Insecurity often comes hand in hand with poverty. The former Yue Zhaolin had never performed in settings like this, and rarely made direct eye contact with others.
Even though training had helped him overcome stage fright, when locking eyes with Director Liu, he still instinctively looked away.
“Nervous?” Director Liu gave a soft chuckle. “Even if you were nervous, you did very well in this performance. On that stage, I could only see you.”
Hearing this, the expressions of the other five trainees could no longer be concealed.
Director Zou nodded. “Other than some weakness in your fundamentals, everything else was solid. That’s all for today. You can go now. Tell the next group to come in.”
The attitude of the two executives was clear. Even if the others were upset, no one dared show it in front of the higher-ups. Swallowing their frustration, they left the room.
—
Elevator.
Chu Ran let out a sneer. “It was decided from the start, yet they still made us come all the way here for nothing. Impressive.”
The company’s plan to send someone to compete on Starlight wasn’t a secret — the trainees all assumed the pick would come from among them. Who would’ve thought they’d get a parachuted-in outsider instead?
And during this assessment, they’d been completely outshined by that outsider. Their chances were slim to none.
This shortcut — “four months on a talent show to instant stardom” — was now being snatched away right before their eyes by Yue Zhaolin. How could they not be bitter?
Hou Qiyi also laughed, vague and sarcastic: “Well, can you blame them? With looks like that, of course both Director Zou and Director Liu are taken with him.”
Yue Zhaolin was thoroughly annoyed.

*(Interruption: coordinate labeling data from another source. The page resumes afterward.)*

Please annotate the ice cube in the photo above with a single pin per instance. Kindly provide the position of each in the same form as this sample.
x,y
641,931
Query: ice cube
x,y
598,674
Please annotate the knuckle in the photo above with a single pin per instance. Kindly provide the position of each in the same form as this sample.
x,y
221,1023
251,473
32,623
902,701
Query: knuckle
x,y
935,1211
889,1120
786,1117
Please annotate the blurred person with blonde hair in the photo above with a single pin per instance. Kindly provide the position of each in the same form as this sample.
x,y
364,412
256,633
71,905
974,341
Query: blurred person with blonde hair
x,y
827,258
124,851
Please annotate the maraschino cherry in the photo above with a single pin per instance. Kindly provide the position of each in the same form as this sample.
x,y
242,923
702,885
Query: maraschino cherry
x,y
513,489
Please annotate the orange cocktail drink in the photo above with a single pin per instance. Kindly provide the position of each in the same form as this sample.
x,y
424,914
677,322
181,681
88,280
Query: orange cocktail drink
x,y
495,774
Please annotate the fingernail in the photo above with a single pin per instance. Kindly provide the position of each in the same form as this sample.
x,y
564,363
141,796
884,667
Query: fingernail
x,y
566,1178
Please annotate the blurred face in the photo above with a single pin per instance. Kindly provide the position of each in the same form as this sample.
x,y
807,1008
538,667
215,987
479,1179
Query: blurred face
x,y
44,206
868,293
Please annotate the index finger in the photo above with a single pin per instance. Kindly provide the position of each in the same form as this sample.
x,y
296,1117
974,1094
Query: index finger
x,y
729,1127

Who said relationships between guys were simple?
Setting aside whether the whole assessment was just a setup for future PR stunts, let’s talk about the trainees themselves — if we don’t look at appearances and judge only by skill, some of them ran out of breath while singing, some changed choreography on the fly, some just phoned it in, and some had even eaten themselves out of shape. Picking the best from a weak bunch, the top spot still belonged to Yue Zhaolin.
And when it came to looks? Forget it.
Unable to beat Yue Zhaolin, they didn’t reflect on their own shortcomings — just griped and complained.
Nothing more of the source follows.